Mientras llega ese momento, que pasará a través de la muerte como en Jesucristo, vayamos a El para que nos libere de nuestras dolencias, conscientes de que hará lo conveniente. Pidamos para que nos libere de nuestros males interiores, acudiendo al sacramento de la Confesión siempre que sea necesario. A veces puede darse en nosotros como una lepra del alma: un defecto que no queremos superarlo o no luchamos lo suficiente para vencerlo, como puede ser el escuchar o propalar chismes, provengan de donde sean. El chisme es un pecado contra la caridad, pues lleva a pensar mal del otro y, a veces, a actuar en contra del otro; también puede ser un pecado contra la justicia, pues todos tenemos derecho a la buena fama, pecado que puede ser calumnia si además es falso lo que se dice. Actuar enérgicamente contra cuanto puede manchar nuestra alma, al menos como tratamos de evitar una enfermedad de la piel.
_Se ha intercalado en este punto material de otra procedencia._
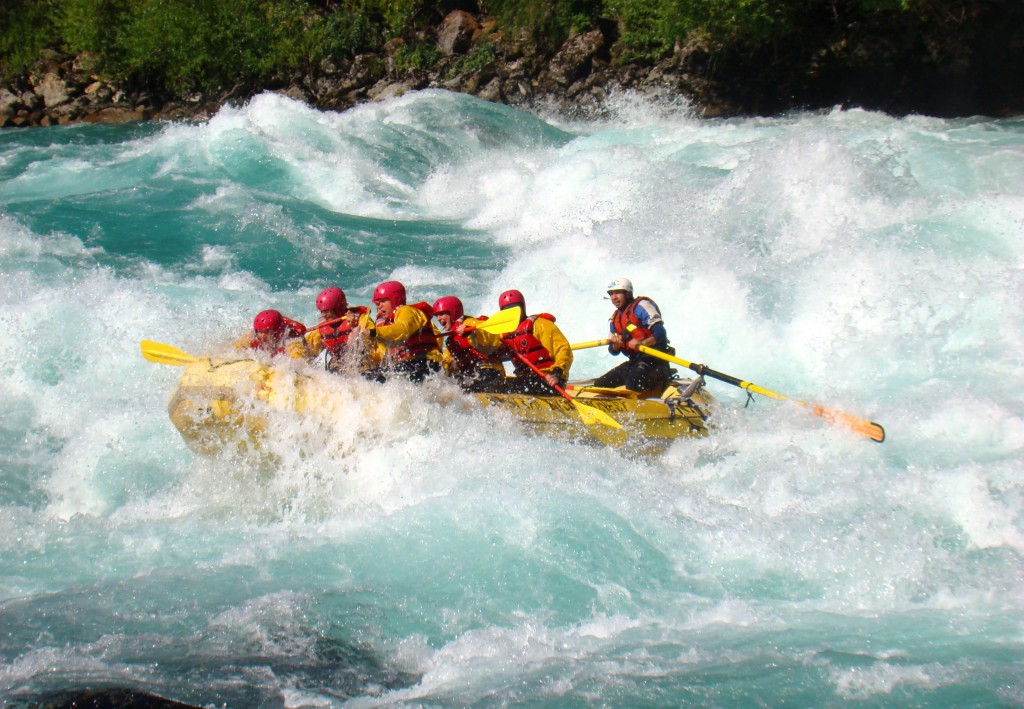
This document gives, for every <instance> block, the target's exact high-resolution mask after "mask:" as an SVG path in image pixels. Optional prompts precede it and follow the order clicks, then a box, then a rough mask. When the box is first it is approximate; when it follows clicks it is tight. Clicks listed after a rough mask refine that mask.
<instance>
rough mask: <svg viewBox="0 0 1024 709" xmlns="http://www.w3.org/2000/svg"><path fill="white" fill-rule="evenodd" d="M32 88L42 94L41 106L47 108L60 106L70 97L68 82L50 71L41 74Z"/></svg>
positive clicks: (37, 91)
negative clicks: (61, 104) (35, 84)
mask: <svg viewBox="0 0 1024 709" xmlns="http://www.w3.org/2000/svg"><path fill="white" fill-rule="evenodd" d="M34 88H35V90H36V93H37V94H39V95H40V96H42V98H43V106H45V107H46V108H47V109H52V108H53V107H54V106H60V105H61V103H63V102H66V101H67V100H68V99H69V98H70V96H69V95H68V82H66V81H65V80H63V79H61V78H60V77H58V76H57V75H56V74H53V73H52V72H49V73H47V74H46V75H45V76H43V79H42V81H40V82H39V85H38V86H35V87H34Z"/></svg>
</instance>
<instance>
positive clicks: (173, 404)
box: [168, 357, 712, 454]
mask: <svg viewBox="0 0 1024 709" xmlns="http://www.w3.org/2000/svg"><path fill="white" fill-rule="evenodd" d="M174 364H178V365H183V366H184V371H183V373H182V375H181V379H180V381H179V382H178V384H177V386H176V387H175V389H174V392H173V393H172V395H171V399H170V403H169V404H168V413H169V414H170V417H171V421H172V422H173V424H174V426H175V428H177V429H178V431H180V433H181V436H182V437H183V439H184V441H185V442H186V443H187V444H188V446H189V447H190V448H191V449H193V450H195V451H197V452H200V453H204V454H215V453H218V452H221V451H223V450H224V449H225V447H230V446H232V445H238V444H239V443H242V444H244V445H249V443H253V442H256V443H258V440H259V437H260V435H261V433H262V431H263V429H264V427H265V424H266V420H265V416H266V414H267V412H268V411H269V410H280V411H293V412H298V413H300V414H301V413H310V412H323V411H325V410H329V409H330V407H331V406H333V404H332V402H331V394H330V393H329V391H327V390H325V387H324V386H323V385H322V384H319V383H317V381H316V380H315V378H314V377H313V376H311V375H310V374H305V373H302V372H301V371H297V370H296V369H294V368H291V367H289V366H287V365H286V366H285V367H282V368H279V367H276V366H271V365H269V364H267V363H265V362H259V361H256V360H236V361H230V360H218V359H211V358H208V357H206V358H191V357H188V358H187V360H185V361H181V362H175V363H174ZM565 391H566V393H567V394H568V395H569V397H570V398H572V400H573V401H574V402H575V403H573V401H567V400H566V399H563V398H561V397H557V395H551V397H536V395H528V394H514V393H468V394H462V393H458V392H453V393H452V394H451V397H452V399H451V401H449V402H442V404H443V403H449V404H452V403H455V402H456V401H457V400H458V401H461V402H462V403H464V404H465V402H470V403H474V402H475V403H476V404H479V405H484V406H488V407H496V408H498V409H501V410H504V411H508V412H511V413H512V414H514V415H515V416H516V417H518V418H520V419H522V420H523V421H524V422H526V423H528V424H529V425H530V426H534V427H536V428H538V429H539V430H541V431H543V432H545V433H552V434H558V435H562V436H565V437H570V439H593V440H597V441H600V442H602V443H605V444H608V445H612V446H621V445H624V444H627V443H629V445H630V447H631V448H634V449H636V450H642V451H656V450H659V449H664V448H665V447H667V446H668V445H669V444H670V443H671V442H672V441H674V440H676V439H679V437H687V436H699V435H707V433H708V425H707V419H708V414H709V408H710V406H711V404H712V398H711V397H710V394H708V393H707V392H706V391H705V390H703V389H702V387H701V386H699V385H698V384H696V383H693V382H690V381H685V380H680V381H674V382H673V383H672V384H671V385H670V386H669V387H667V388H666V390H665V391H664V392H663V393H662V394H660V395H658V397H651V398H645V397H638V395H637V394H636V393H634V392H630V391H627V390H625V389H622V388H618V389H604V388H597V387H594V386H590V385H588V383H587V382H577V383H570V384H569V385H567V386H566V387H565ZM592 410H597V411H598V412H601V413H600V414H598V416H599V417H600V418H601V419H603V420H606V421H608V423H609V424H615V423H617V424H621V426H622V427H621V428H620V427H615V426H614V425H604V424H602V423H593V422H591V423H590V424H589V425H586V424H585V423H584V420H585V419H586V418H587V417H586V416H583V417H582V416H581V413H584V414H586V413H591V412H592ZM604 415H606V417H605V416H604ZM607 417H610V419H611V420H608V418H607Z"/></svg>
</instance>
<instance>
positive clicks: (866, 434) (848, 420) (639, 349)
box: [638, 345, 886, 443]
mask: <svg viewBox="0 0 1024 709" xmlns="http://www.w3.org/2000/svg"><path fill="white" fill-rule="evenodd" d="M638 349H639V350H640V351H641V352H643V353H644V355H650V356H651V357H654V358H657V359H658V360H665V361H666V362H674V363H676V364H677V365H682V366H683V367H686V368H687V369H690V370H693V371H694V372H696V373H697V374H706V375H708V376H709V377H714V378H715V379H719V380H721V381H724V382H725V383H727V384H732V385H733V386H738V387H739V388H741V389H746V390H748V391H753V392H755V393H760V394H763V395H765V397H771V398H772V399H790V398H788V397H786V395H785V394H784V393H777V392H775V391H771V390H769V389H766V388H764V387H763V386H758V385H757V384H752V383H751V382H749V381H743V380H742V379H739V378H737V377H734V376H731V375H729V374H722V373H721V372H716V371H715V370H713V369H710V368H708V367H706V366H705V365H695V364H693V363H692V362H687V361H686V360H683V359H682V358H678V357H673V356H672V355H667V353H666V352H663V351H658V350H657V349H652V348H651V347H645V346H644V345H640V346H639V347H638ZM790 401H792V402H794V403H795V404H799V405H800V406H802V407H805V408H807V409H810V410H811V411H812V412H813V413H814V414H816V415H818V416H820V417H821V418H823V419H824V420H826V421H828V422H829V423H838V424H840V425H843V426H846V427H848V428H850V429H852V430H854V431H856V432H857V433H860V434H861V435H863V436H864V437H867V439H870V440H871V441H877V442H878V443H882V442H883V441H885V440H886V429H885V428H883V427H882V426H881V425H879V424H878V423H874V422H873V421H868V420H867V419H862V418H858V417H856V416H853V415H851V414H847V413H844V412H842V411H837V410H836V409H827V408H825V407H823V406H820V405H819V404H808V403H806V402H801V401H798V400H796V399H792V400H790Z"/></svg>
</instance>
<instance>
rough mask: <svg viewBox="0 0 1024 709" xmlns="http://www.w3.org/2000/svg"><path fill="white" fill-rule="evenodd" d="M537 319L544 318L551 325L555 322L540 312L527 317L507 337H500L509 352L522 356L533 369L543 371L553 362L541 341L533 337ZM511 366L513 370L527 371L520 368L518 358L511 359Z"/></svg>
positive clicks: (551, 318)
mask: <svg viewBox="0 0 1024 709" xmlns="http://www.w3.org/2000/svg"><path fill="white" fill-rule="evenodd" d="M538 318H544V319H545V320H550V321H551V322H552V323H554V322H555V317H554V316H553V315H550V314H548V312H541V314H540V315H536V316H529V317H528V318H526V319H525V320H523V321H522V322H521V323H519V327H517V328H516V329H515V330H513V331H512V332H510V333H508V334H507V335H502V340H503V341H504V343H505V346H506V347H508V348H509V349H510V350H511V351H513V352H515V353H517V355H522V356H523V357H524V358H525V359H526V361H527V362H529V363H530V364H531V365H534V366H535V367H539V368H540V369H544V368H545V367H549V366H551V365H553V364H554V362H555V361H554V360H553V359H552V358H551V352H549V351H548V348H547V347H545V346H544V345H543V344H541V340H539V339H537V336H536V335H534V323H535V322H536V321H537V319H538ZM512 364H513V367H514V368H515V369H528V368H524V367H523V366H522V363H521V362H519V358H516V357H513V358H512Z"/></svg>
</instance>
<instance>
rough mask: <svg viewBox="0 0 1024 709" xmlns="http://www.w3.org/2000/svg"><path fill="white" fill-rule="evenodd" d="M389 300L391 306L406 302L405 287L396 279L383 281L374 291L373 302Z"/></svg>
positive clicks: (394, 306) (397, 304)
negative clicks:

Si el chisme recae sobre nosotros, muchas veces es mejor callar o, tal vez, sea necesario la aclaración por los medios de comunicación social o recurrir a los tribunales. Siempre tengamos presente el ejemplo de Jesús y nos unamos a El en su acción redentora, quien presenta el aspecto de leproso al ser portador de los pecados de los hombres, que se verán curados a través de sus heridas (Is 53, 3-12), como cita San Pablo. Los sucesos que llamamos negativos, siempre son una invitación a participar de la Cruz redentora de Cristo, ofreciéndonos con El por la salvación, curación, de todos. Sigamos la exhortación de San Pablo de hacer todo, de vivir todo, para gloria de Dios, encauzando nuestras intenciones hacia El: “Si Dios quiere, …”.
San Marcos, en el relato que nos ocupa, destaca la actitud del leproso curado dando testimonio a favor de Jesús, proclamando el favor y dando gracias por el favor recibido. La acción de gracias, que consiste en dar a conocer el beneficio recibido, es un modo de vivir en el Reino y alabar al Padre. Esta alabanza del Padre la espera Jesús al realizar sus milagros. Y cualquiera que tenga conciencia de haber sido salvado por el Señor debe corresponder con la alabanza y acción de gracias. A San Josemaría Escrivá le gustaba repetir que debemos dar gracias a Dios por los muchos beneficios que de El recibimos, también por los que desconocemos.
La acción de gracias a Dios manifestada ante los demás nos llevará a lo que San Pablo nos ha dicho: “Yo procuro contentar en todo a todos, no buscando mi propio bien, sino el de ellos, para que todos se salven”. No se trata de buscar el bien de los demás simplemente, sino que busquemos el bien de los demás considerando que la salvación es el máximo bien para el hombre.
Acudamos a la Santísima Virgen para que nos ayude a conseguir una mayor pureza de conciencia, de alma, una mayor confianza en Jesús en nuestras necesidades materiales y espirituales.